第73話 冴えない営業マン、アイドルとまみえる事:その②

 若い男の方は光坂テルと名乗り、女性の方は夢見鳥サツキと名乗っていた。敢えて名乗っていた、というのは、二人の名が本名ではないと思っていたからだ。

 確かにその名は名刺に記されていた。しかし名刺そのものがギラギラピカピカしたド派手な物だったし(ビジネスマンの名刺なんて、十中八九白地に黒文字のシンプルなやつなのだ)、そもそも彼らは配信者とアイドルだという。

 配信などという、オンラインでの活動を行っている連中だ。身バレ云々の事も考えれば、馬鹿正直に本名を使う人間の方がまれだろう。ましてや、二人は見る限り俺たちよりも若いのだから。デジタルネイティブ世代である事は明らかだ。


「和泉さん。実は和泉さんの事は、少し前から知っていたんです」


 にやにやと笑みを浮かべながら、光坂が言った。馴れ馴れしい物言いだな。反射的にそう思い、俺の眉間には皺が寄ってしまった。若者のタメ口に渋い感情を抱くのは、俺が社会人としての暮らしに慣れてしまったからなのかもしれない。

 よくよく考えれば、俺には彼ほどの歳の義弟だっているのだから。いや、陽一は彼よりも年下だったか。

 そうだったんですね。ともあれ、俺は光坂の話す言葉に耳を傾け、中学生みたいな言葉で応じていた。

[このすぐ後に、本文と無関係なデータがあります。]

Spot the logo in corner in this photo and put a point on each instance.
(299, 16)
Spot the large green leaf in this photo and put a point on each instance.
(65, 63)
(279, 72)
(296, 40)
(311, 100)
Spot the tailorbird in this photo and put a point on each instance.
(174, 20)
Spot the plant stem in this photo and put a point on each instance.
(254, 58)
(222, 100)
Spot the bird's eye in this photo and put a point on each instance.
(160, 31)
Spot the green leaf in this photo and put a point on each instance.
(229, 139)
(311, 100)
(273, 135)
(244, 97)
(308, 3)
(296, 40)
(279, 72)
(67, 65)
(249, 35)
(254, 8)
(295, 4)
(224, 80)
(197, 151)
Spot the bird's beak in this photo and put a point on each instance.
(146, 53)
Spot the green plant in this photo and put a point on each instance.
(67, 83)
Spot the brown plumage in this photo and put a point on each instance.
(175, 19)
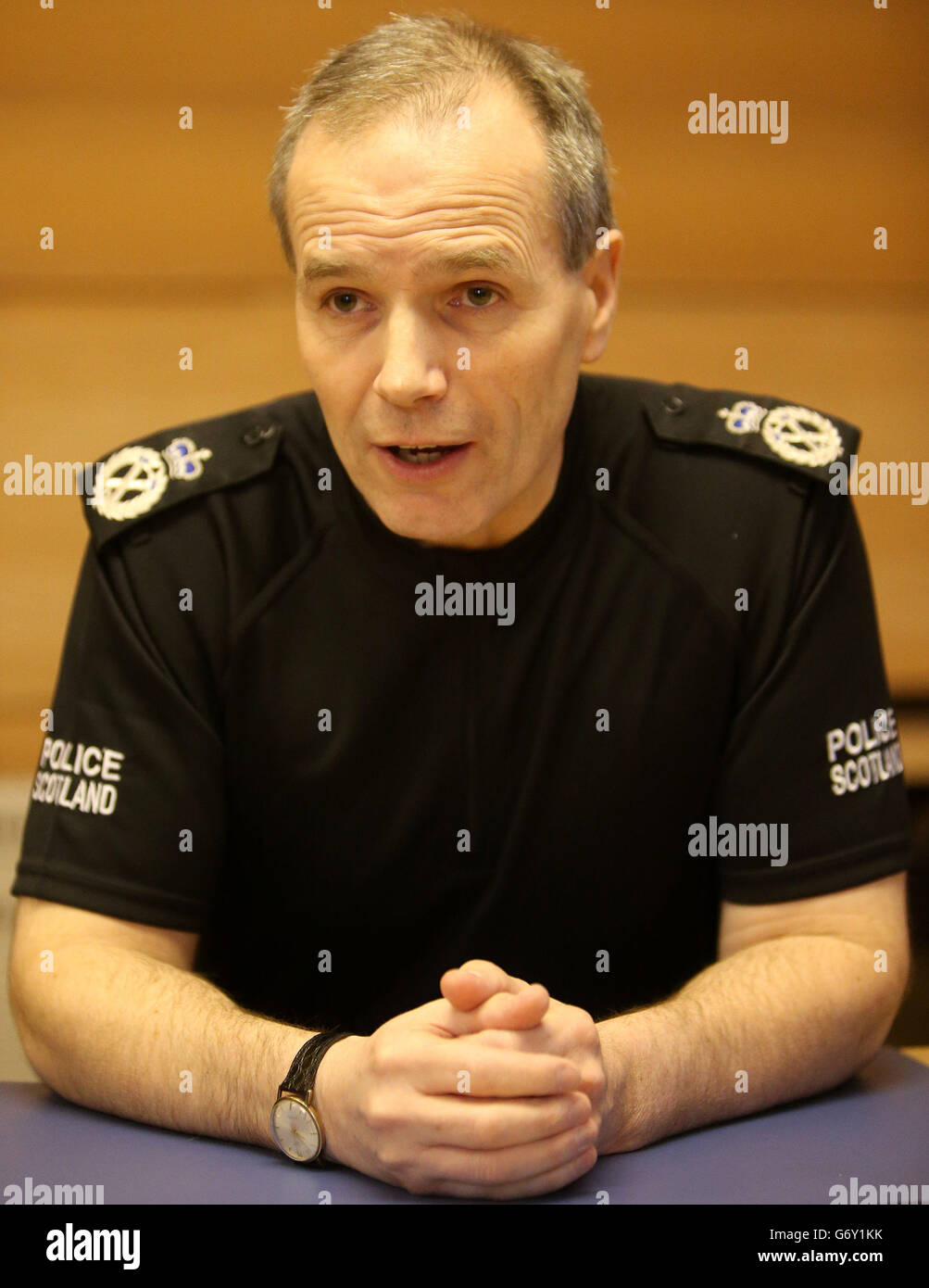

「えへへ。この間、御社のサイトにアクセスして、それで試料のダウンロードをしたんですよ。ええと、夢見鳥さんが、この会社にとっても興味があるって言ってたんでね。それで、その後に俺たちの電話対応をしてくれたのが、和泉さんだったって訳なんすよ」

「そうですか。そんな事があったのですね」


 学生らしさ丸出しの物言いに呆然とする中、取り繕ったようにそう言ったのは藤原だった。彼も光坂の言動には当惑しているらしい。しかし戸惑いの念は、丹念に塗り固められた営業スマイルに押し隠されていた。

 藤原が密かに戸惑っている事が判ったのも、俺が彼とそれなりに付き合いがあるからに他ならない。初対面の、それも学生らしい甘さの抜けきらぬ光坂などは、一生気付かぬものかもしれない。

 そしてそうした若さが疎ましく、そして羨ましくもあった。


「確かに弊社では、資料の閲覧やダウンロードを行った方には、営業の方でお電話をさせて頂くようにしています。ええ、和泉も営業マンですので、彼が電話対応したというのも自然な事ですね」


 よどみない口調でそこまで言うと、藤原は思い出したように俺に視線を向けた。


「それじゃあ和泉君。光坂さんとは初対面ではなくて、電話ではやり取りがあったという事なのかな?」

「それは……」


 藤原に問われ、俺は首をひねってしまった。本来ならば、そこでその通りですと頷くのが正しかったのかもしれない。

 だというのに、この時ばかりは愚直にどうだったかと考え込んでしまったのだ。

 確かに、藤原の説明通り俺は営業マンだ。実際に、資料請求を行っただけのクライアントに対しても、電話を掛ける事もしばしばある。

 しかし、これまでに電話を掛けた者の中に、光坂テルなどという名の男はいなかったはずだ。まぁまぁ特徴的な名前である。だからもし、オンラインでも接触があれば、覚えていてもおかしくはないはずなのだが。


「ああ、すんません」


 真面目に悩みだした丁度その時、光坂が両手を挙げて俺たちに詫びた。と言っても、チャラチャラした大学生が、脊髄反射的に上げた啼き声のような物でしかなかったけれど。


「実は資料請求した時は、本名の方で登録したんすよ。いやその……企業のサイトだったんで、本名の方が良いかなと思ったんです」


 やっぱり光坂テルって言うのは本名じゃあなかったのか。俺は密かにため息をついていた。

 流石に光坂も俺のため息に気付いたらしい。慌てた様子で、彼は言葉を続けた。


「ああ、だけど。実際に仕事をするときには、配信者の光坂テルと夢見鳥サツキとして仕事をしようと思っているので……だから別に大丈夫ですよね?」

「そう言うもんなんですかね」


 一体何なんだこいつら。光坂の話を聞いているうちに、俺は段々とうんざりとしてきた。配信者などというミーハーな仕事に就いている彼を疎んでいる訳ではないのだが。

 そして光坂がペラペラと喋る中で、夢見鳥サツキはただただ無言でこちらを見つめているだけだった。だが俺と目が合うと、いや俺が彼女の顔に視線を向けると、その面に笑みが咲き広がるのだ。

 彼女も彼女で何を考えているのか解らない。それがそこはかとなく不気味だった。だというのに――見とれるような美貌だと、俺は少しずつ思い始めてもいたのだ。